Au Maroc, c’est le même sujet qui enflamme l’opinion publique avec le scandale du concours d’admission à la profession d’avocats. Aujourd’hui, au Maroc, un jeune qui a mis toute son énergie dans la préparation d’un examen et qui estime avoir une chance de le réussir, ne peut plus accepter que sa place soit déjà acquise à un autre, sans mérite.
Tout le monde est le fils de quelqu’un, et la cooptation des élites, « les fils de cadres qui deviennent cadres » comme l’expliquait déjà Bourdieu il y a des décennies, n’est pas une nouveauté. De même, les entreprises familiales sont au cœur du tissu économique marocain, de la plus petite aux plus grands groupes, et la question de la transmission familiale est un sujet commun.
En revanche, le népotisme est un raccourci à toutes les contraintes, qui s’accompagne souvent aussi de fraudes et de corruption. D’ailleurs, l’INPPLC, l’Instance nationale de la probité, de la prévention et de la lutte contre la corruption, a été saisie dans ce dossier qu’elle estime entrer dans son mandat.
D’un point de vue politique, cette énième affaire de passe-droits, embarrasse la majorité gouvernementale qui selon l’adage « qui ne dis mot consent », semble vouloir laisser l’opinion publique se saisir du sujet.
La méritocratie n’est pas une réalité, pas plus que la démocratie, ce sont des idéaux, des objectifs vers laquelle le progrès d’une société nous fait tendre. Dans ce sens, le courage et la mobilisation de la jeunesse marocaine contre les résultats de ce concours sont éloquentes d’un changement de paradigme dans notre société, certaines choses ne passent tout simplement plus.
Les réseaux sociaux en tant que caisse de résonnance du pouls de la société marocaine sont de plus en plus explicites sur l’intolérance aux injustices de nos concitoyens.

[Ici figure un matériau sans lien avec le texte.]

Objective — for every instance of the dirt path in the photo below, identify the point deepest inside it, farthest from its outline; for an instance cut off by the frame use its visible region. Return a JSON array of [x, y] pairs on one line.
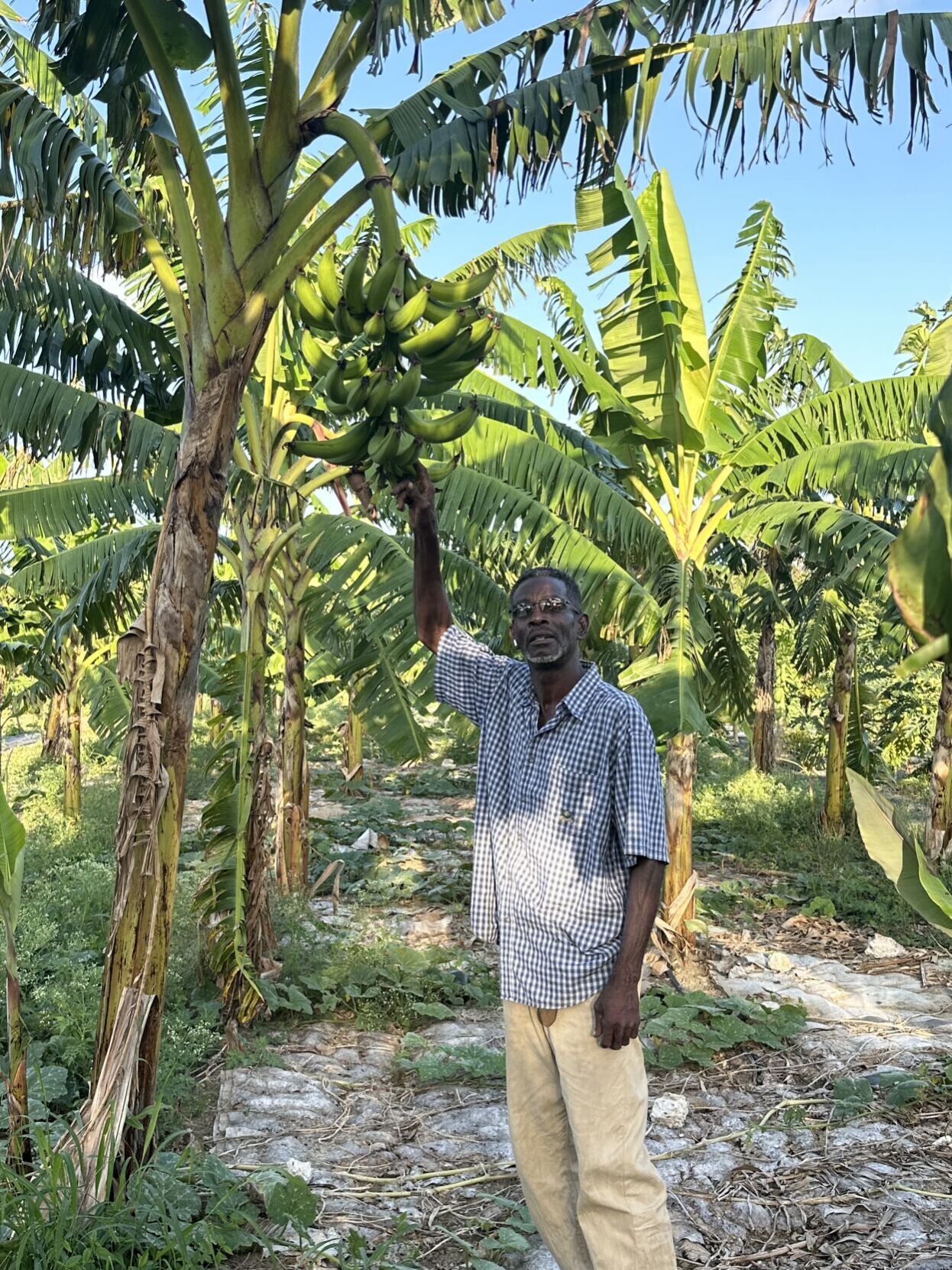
[[763, 1168]]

Reste à comprendre pourquoi les personnes concernées, les décideurs, hommes politiques et autres responsables, ne mesurent pas le vent du changement qui leur souffle dans le dos. Pourquoi se sentent-ils encore dans leur droit même quand le pot aux roses est dévoilé, et pourquoi l’humilité de reconnaitre leur erreur, leur fait autant défaut. La société marocaine se développe, les parents de ces jeunes candidats ont fait d’innombrables sacrifices pour permettre à leurs progénitures de s’élever par l’éducation, l’égalité des chances est un droit qu’il est grand temps d’exercer pleinement.